There are many algorithms for finding optimal binary search trees given a set of keys and the associated probabilities of those keys being chosen. The binary search tree produced this way will have the lowest expected times to look up those elements. However, this binary search tree might not be optimal with regards to other measures. For example, if you attempt to look up a key that is not contained in the tree, the lookup time might be very large, as the tree might be imbalanced in order to optimize lookups of certain elements.

I am currently interested in seeing how to build an binary search tree from a set of keys where the goal is to minimize the time required to find the successor of some particular value. That is, I would like the tree to be structured in a way where, given some random key k, I can find the successor of k as efficiently as possible. I happen to know in advance the probability that a given random key falls in-between any two of the keys the tree is constructed from.

Does anyone know of an algorithm for this problem? Or am I mistaken that the standard algorithm for building optimal binary search trees will not produce efficient trees for this use case?

So now I feel silly, because there's an easy answer to this question. :-)

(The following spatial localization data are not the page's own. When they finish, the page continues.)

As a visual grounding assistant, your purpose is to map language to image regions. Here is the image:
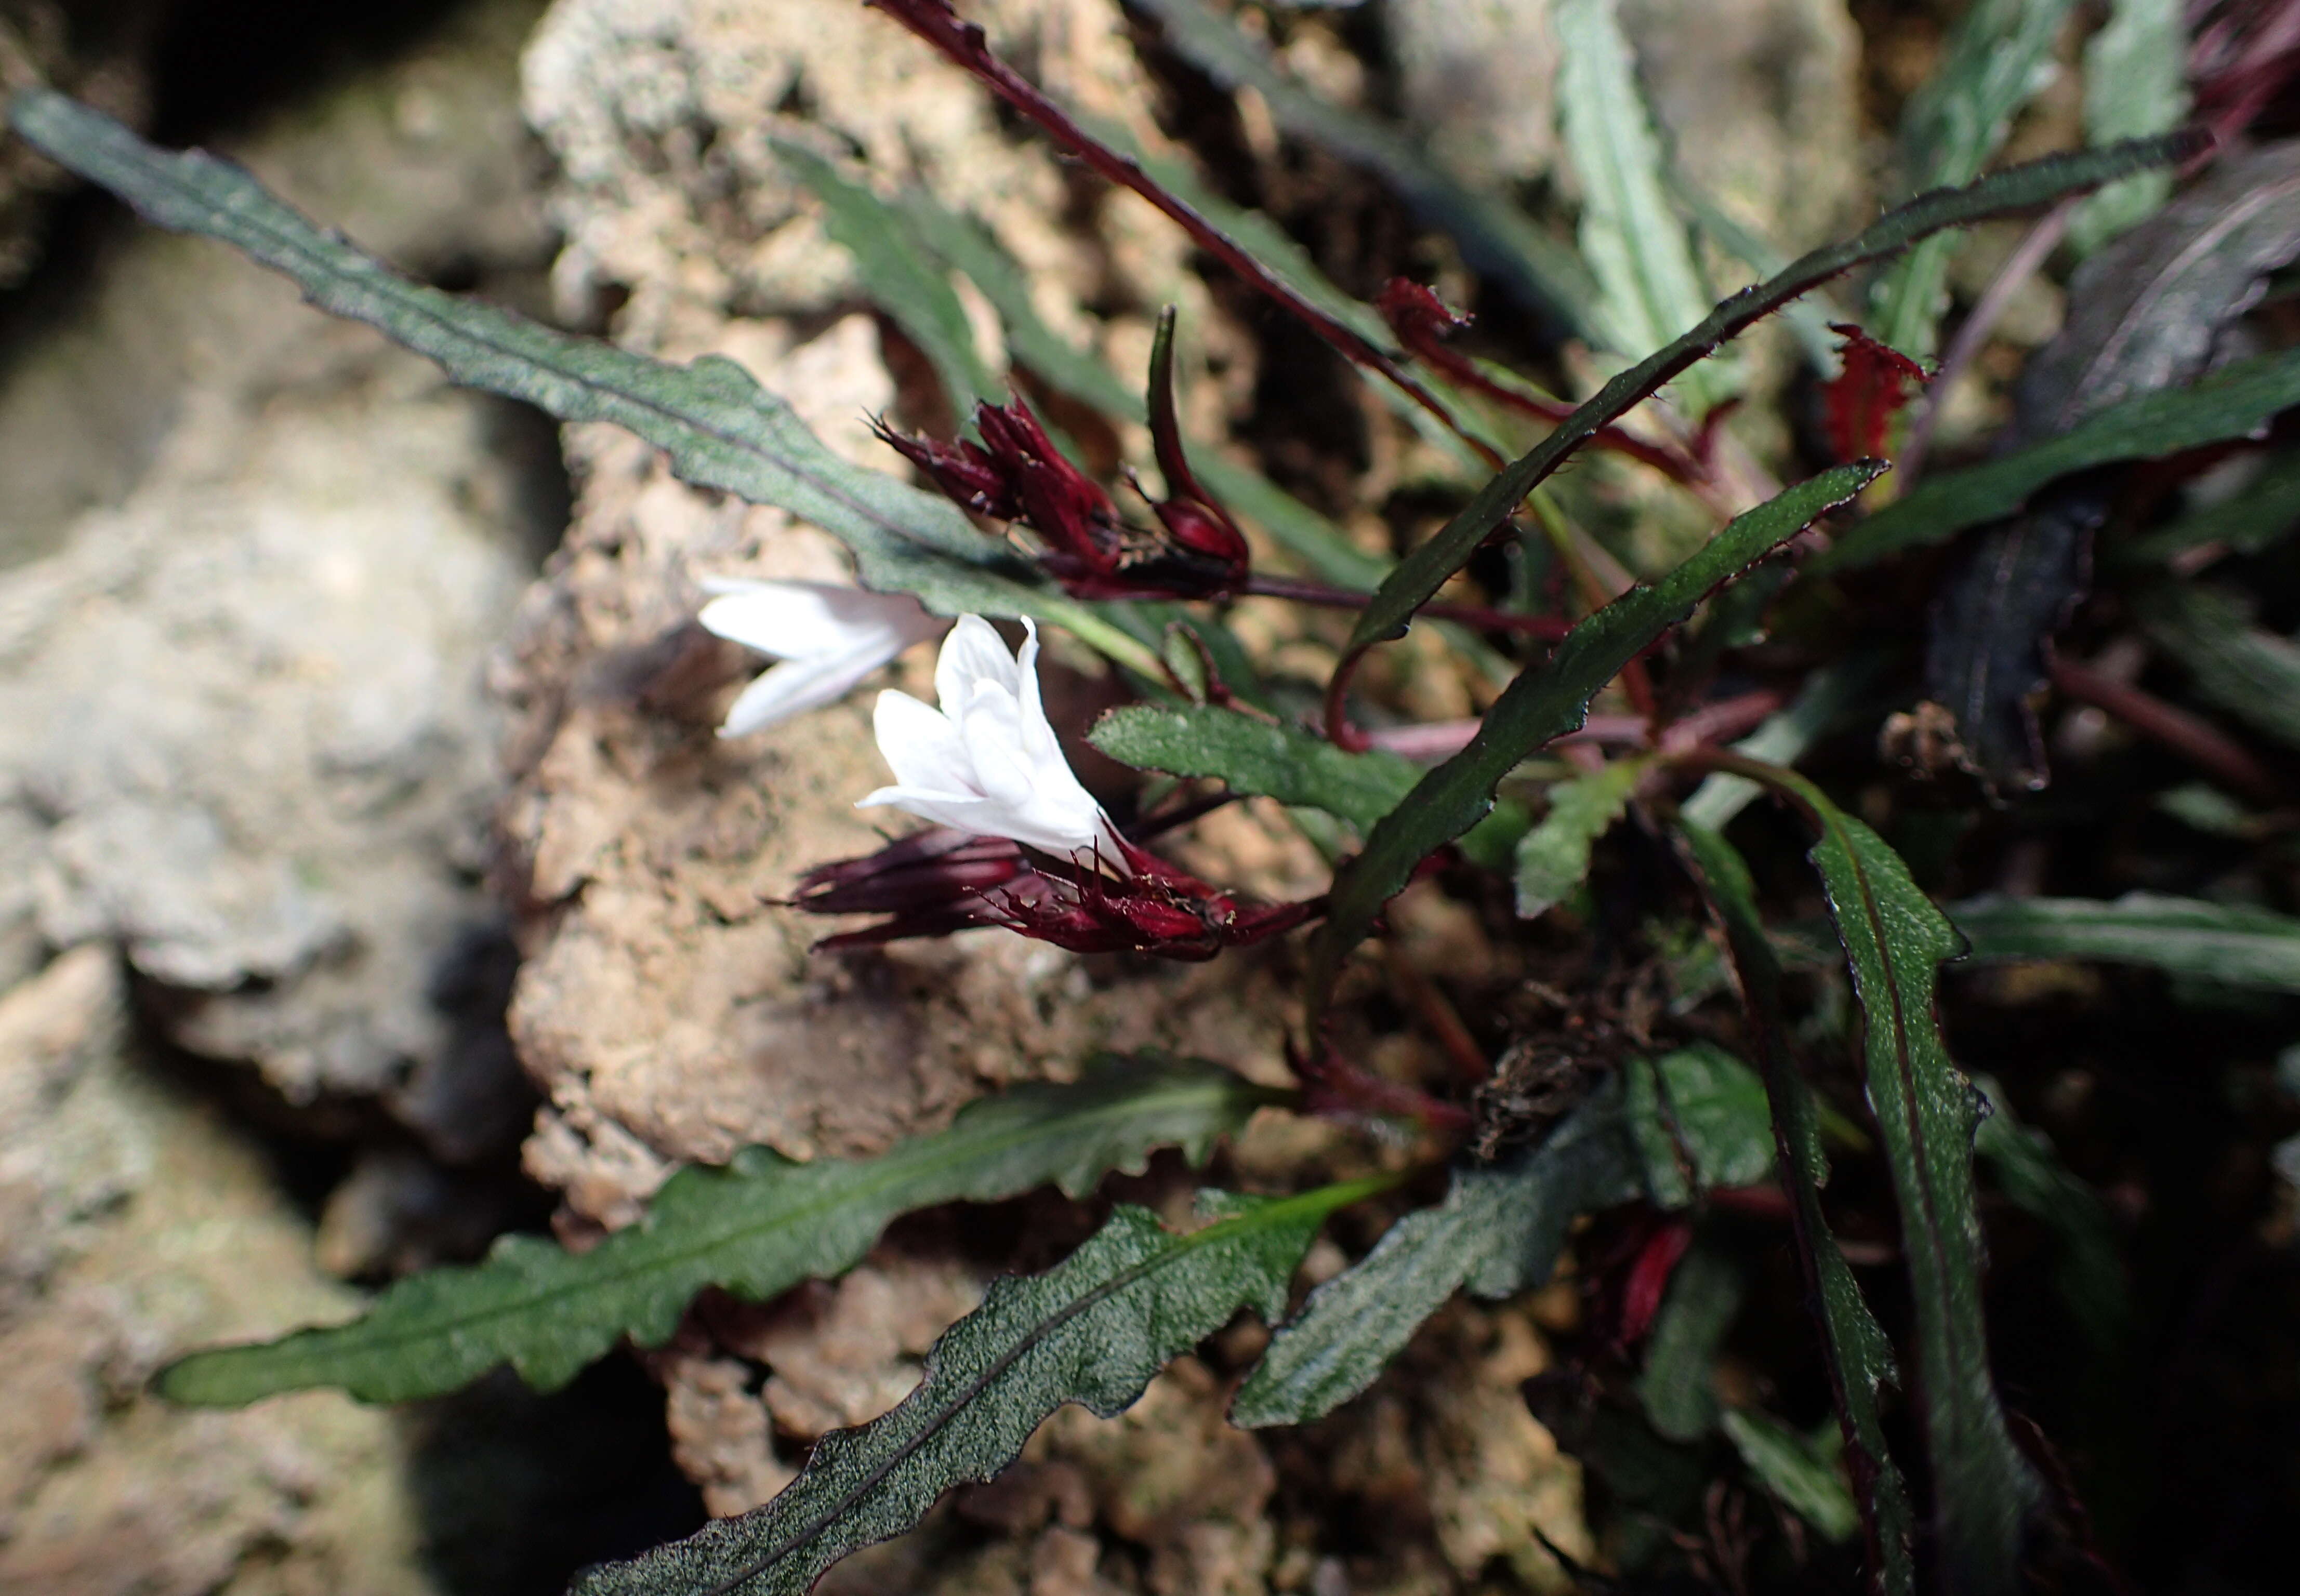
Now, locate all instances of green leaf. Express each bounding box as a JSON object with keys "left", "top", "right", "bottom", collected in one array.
[
  {"left": 2069, "top": 0, "right": 2190, "bottom": 256},
  {"left": 1515, "top": 756, "right": 1647, "bottom": 917},
  {"left": 775, "top": 140, "right": 996, "bottom": 411},
  {"left": 1341, "top": 137, "right": 2189, "bottom": 663},
  {"left": 890, "top": 193, "right": 1135, "bottom": 415},
  {"left": 1872, "top": 0, "right": 2079, "bottom": 357},
  {"left": 570, "top": 1179, "right": 1386, "bottom": 1596},
  {"left": 1554, "top": 0, "right": 1732, "bottom": 405},
  {"left": 5, "top": 88, "right": 1162, "bottom": 680},
  {"left": 1716, "top": 773, "right": 2043, "bottom": 1594},
  {"left": 1312, "top": 464, "right": 1884, "bottom": 1015},
  {"left": 1818, "top": 347, "right": 2300, "bottom": 572},
  {"left": 2135, "top": 581, "right": 2300, "bottom": 750},
  {"left": 1673, "top": 822, "right": 1914, "bottom": 1594},
  {"left": 1627, "top": 1042, "right": 1776, "bottom": 1208},
  {"left": 1948, "top": 893, "right": 2300, "bottom": 994},
  {"left": 1721, "top": 1409, "right": 1862, "bottom": 1544},
  {"left": 1637, "top": 1236, "right": 1745, "bottom": 1442},
  {"left": 1089, "top": 704, "right": 1419, "bottom": 832},
  {"left": 2154, "top": 781, "right": 2262, "bottom": 839},
  {"left": 158, "top": 1059, "right": 1279, "bottom": 1406},
  {"left": 2119, "top": 448, "right": 2300, "bottom": 565},
  {"left": 1127, "top": 0, "right": 1604, "bottom": 340},
  {"left": 1231, "top": 1086, "right": 1644, "bottom": 1428}
]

You use the standard, off-the-shelf algorithm for constructing optimal binary search trees to construct a binary search tree for the set of keys. You then annotate each node so that it stores the entire range between its key and the key before it. This means that you can find the successor efficiently by doing a standard search on the optimally-built tree. If at any point the key you're looking for is found to be contained in a range held in some node, then you're done. In other words, finding the successor is equivalent to just doing a search for the value in the BST.